The trust of the speech, as reported by The WashPost is that things are going to be different when the new National Security Strategy (NSS) is issued shortly. Here is the key paragraph:
The administration is set to officially release the president's first national security strategy next week, and Obama's preview on Saturday suggests it will be far different than the first one offered by his predecessor in 2002. In that prior document, President George W. Bush formally called for a policy of preemptive war and a "distinctly American internationalism."One of the things I liked was that the President is calling for civilians to do more—ordinary citizens of these United States:
But he said civilians must answer the call of service as well, by securing America's economic future, educating its children and confronting the challenges of poverty and climate change. He said the country must always pursue what he called the "universal rights" rooted in the Constitution.I am looking forward to looking at the speech and at the new NSS.
"We will promote these values above all by living them—through our fidelity to the rule of law and our Constitution, even when it's hard; and through our commitment to forever pursue a more perfect union," he said.
Regards — Cliff
4 comments:
What a heaping, steaming pile of rhetorical BS. "We will promote these values above all by living them"... Except, of course, if you should happen to be a citizen we do not like, in which case we'll just put the hit out on you.
Where is the righteous outrage???
Kad
Right here. I have outrage. That is why I blogged about it earlier. Unfortunately, you and I are the only ones upset by this. Maybe I can get The Other Cliff to voice an opinion.
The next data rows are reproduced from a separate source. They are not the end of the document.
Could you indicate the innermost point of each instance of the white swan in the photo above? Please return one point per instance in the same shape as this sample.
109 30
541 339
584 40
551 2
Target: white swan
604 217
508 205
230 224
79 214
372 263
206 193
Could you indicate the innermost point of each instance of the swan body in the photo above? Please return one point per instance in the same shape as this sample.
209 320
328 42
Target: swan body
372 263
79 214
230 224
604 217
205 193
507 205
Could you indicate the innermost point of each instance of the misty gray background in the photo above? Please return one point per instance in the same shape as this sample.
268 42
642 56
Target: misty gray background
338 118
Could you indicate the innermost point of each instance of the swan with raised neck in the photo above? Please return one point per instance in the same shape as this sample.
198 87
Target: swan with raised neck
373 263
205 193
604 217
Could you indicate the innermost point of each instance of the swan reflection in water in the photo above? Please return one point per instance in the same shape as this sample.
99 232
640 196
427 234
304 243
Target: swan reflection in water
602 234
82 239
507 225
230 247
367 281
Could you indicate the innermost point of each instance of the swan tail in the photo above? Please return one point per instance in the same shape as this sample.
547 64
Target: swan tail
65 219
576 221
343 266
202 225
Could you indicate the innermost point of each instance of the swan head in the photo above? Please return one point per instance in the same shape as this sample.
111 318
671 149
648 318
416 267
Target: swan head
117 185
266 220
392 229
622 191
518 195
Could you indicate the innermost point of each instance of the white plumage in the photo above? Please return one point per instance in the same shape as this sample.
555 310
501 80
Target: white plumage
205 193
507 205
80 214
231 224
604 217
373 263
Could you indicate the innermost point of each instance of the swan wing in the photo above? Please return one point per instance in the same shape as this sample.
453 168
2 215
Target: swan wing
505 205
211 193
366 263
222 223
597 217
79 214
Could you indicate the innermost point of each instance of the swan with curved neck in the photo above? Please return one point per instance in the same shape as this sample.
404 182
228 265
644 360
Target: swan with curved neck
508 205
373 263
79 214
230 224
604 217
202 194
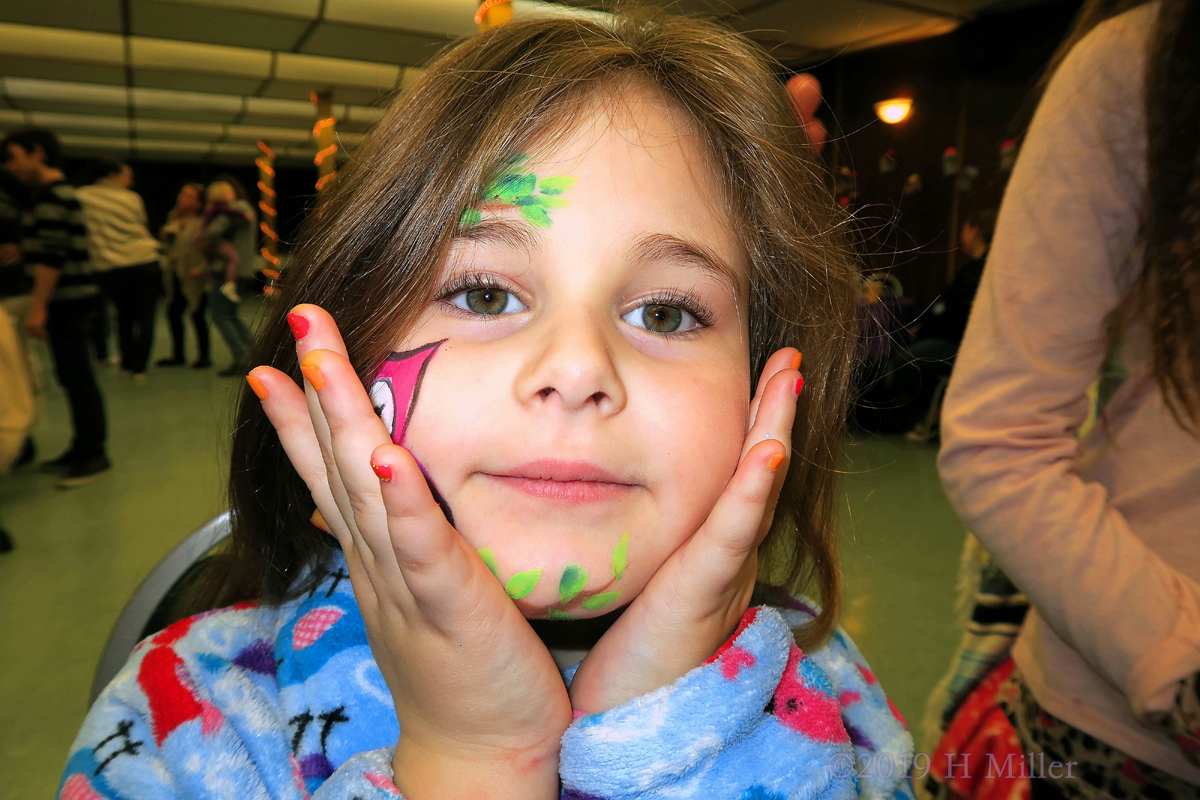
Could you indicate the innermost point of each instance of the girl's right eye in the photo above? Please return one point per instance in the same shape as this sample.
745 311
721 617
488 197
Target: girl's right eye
487 301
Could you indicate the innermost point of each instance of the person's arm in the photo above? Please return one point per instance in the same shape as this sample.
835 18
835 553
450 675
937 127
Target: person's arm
46 254
45 280
1035 343
757 714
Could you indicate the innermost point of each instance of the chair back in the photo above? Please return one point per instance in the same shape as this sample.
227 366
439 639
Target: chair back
149 595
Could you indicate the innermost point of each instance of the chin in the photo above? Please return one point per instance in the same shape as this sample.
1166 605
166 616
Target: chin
569 571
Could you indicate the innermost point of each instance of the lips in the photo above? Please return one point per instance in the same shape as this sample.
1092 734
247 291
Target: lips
562 480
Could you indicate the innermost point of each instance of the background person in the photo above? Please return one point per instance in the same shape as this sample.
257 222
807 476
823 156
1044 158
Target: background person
929 360
186 276
229 234
16 284
125 258
63 302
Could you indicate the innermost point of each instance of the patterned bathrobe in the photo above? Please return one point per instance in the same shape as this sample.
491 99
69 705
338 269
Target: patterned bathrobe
287 702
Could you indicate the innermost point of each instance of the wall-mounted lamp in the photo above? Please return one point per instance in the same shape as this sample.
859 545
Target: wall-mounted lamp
894 110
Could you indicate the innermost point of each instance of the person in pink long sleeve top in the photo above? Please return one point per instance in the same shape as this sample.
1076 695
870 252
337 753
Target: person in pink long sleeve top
1093 268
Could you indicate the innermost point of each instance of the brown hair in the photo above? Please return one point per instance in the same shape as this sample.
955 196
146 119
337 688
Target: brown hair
1167 292
372 252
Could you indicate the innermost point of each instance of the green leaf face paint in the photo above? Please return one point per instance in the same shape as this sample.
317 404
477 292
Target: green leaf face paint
599 601
522 583
521 190
490 560
571 584
621 557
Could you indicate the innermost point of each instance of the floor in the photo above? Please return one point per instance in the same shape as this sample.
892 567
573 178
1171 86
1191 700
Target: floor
81 553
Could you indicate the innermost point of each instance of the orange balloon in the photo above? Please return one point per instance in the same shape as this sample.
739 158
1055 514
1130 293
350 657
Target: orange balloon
805 94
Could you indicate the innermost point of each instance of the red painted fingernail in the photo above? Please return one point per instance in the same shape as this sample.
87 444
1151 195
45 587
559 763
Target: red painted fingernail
299 325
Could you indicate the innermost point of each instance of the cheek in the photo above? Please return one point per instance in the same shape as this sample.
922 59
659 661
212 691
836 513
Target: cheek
451 416
693 443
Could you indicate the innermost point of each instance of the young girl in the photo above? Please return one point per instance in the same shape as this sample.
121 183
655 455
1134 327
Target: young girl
545 477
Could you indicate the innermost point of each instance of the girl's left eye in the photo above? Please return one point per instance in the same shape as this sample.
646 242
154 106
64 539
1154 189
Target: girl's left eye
660 318
487 301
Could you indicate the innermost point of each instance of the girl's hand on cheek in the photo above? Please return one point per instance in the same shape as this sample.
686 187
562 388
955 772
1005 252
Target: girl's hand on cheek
695 600
479 699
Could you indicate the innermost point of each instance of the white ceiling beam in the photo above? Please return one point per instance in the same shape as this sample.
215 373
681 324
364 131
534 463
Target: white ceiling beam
169 98
195 56
65 44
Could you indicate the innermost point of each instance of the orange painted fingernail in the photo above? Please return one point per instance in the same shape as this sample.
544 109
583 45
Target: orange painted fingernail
311 368
257 386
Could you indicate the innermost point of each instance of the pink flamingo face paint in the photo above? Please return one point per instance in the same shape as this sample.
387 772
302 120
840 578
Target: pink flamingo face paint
394 392
396 385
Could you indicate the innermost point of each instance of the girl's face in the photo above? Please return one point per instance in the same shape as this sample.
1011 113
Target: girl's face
589 401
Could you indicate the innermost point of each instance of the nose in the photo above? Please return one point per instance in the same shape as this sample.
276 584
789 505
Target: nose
571 368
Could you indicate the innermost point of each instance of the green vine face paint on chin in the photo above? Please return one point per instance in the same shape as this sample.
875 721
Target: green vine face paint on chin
517 188
573 583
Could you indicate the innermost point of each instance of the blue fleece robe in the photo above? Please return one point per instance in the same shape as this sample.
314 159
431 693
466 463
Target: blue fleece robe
288 703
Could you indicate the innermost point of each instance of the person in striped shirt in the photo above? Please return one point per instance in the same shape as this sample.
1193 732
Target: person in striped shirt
63 306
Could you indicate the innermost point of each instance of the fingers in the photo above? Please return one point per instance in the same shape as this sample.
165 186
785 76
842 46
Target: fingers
315 330
784 359
743 513
285 405
777 405
427 548
348 431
I don't think Neal feels as strongly about it as we do. Maybe I can pimp his former colleague, "Loose Threads".
Regards — Cliff
There is a great quote that I cannot find from a father to his son who was heading attending college at the time of the Kent State shooting. It went something like this: "If you engage in insurrection you should expect to be shot, and while your mother and I will mourn you passing, we will gladly buy dinner for the guardsman who shot you."
Thus the source of my dilemma: Those who engage in acts of war should expect to be shot, but citizens should expect due process of law. How to reconcile these two fundamental rules which appear to be in conflict.
I think it is a case by case determination, but if U.S. citizen hangs out with terrorists, he should reasonably expect that he might be collateral damage. If, however, that same citizen is engaged in conduct furthering the terrorist cause to make war upon the United States, then he is no less a legitimate target than anyone else (I note that the legitimacy of extrajudicial-non-battlefield killing is a separate issue that I do not address).
The tipping point, in my mind, comes when their conduct could no longer reasonably be considered protected by the First Amendment guarantees of the right to free speech, peaceable assembly, and redress of grievances. At that point, they are as fair a target as bin Laden himself as they have begun to engage in actual acts of war.
That said, I don't know enough facts of the current case to opine as the application of the above standard.
As a side note, while not addressing the legitimacy of extrajudicial-non-battlefield killings, I think we should be VERY, VERY careful lest one person's turbulent priest become another's incipient terrorist.
I find it terribly difficult to sit in silence and listen to the fecal outpourings of a demented narcissist whose only goal is to hear the beautiful sounds of his interminable BS!!! And to FORCE the entire long gray line to endure yet another diatribe in one years is almost too much to ask of them.
We will follow the rule of law embedded in our Constitution....unless it gets in the way of doing what is more expedient to making me ruler of the world and turning what's left of the greatest country in the history of mankind into another fetid cesspool of socialistic swampland.
I've said it before, and I'll continue saying it, "if you are truly an American and choose to avail yourself of the rights and priviledges thereof, you must by definition not preach her overthrow or seek to harm her by external attacks and means." If this so-called "cleric" was really American, he'd turn over the names of his AQ and Taliban supporters and help the forces of the so-called free world root them out. Instead, he is calling for our demise by any means possible...and we have folks who cry for him because we want to kill him. I'm not sure who is worse.
For my part, he is barely worth the expense of a .45 cal slug in the temple...and certainly NOT worth the expense of tracking him, arresting him, transporting him to some designated location, and then staging a show trial before setting him free for lack of "compelling evidence" that he "actually intended to harm the US" (well...he didn't ACTUALLY attack us did he??).
We are so consumed with the actions of an inconsequential ant that we no longer perceive the herd of elephants about to stampede UP our collective posteriors.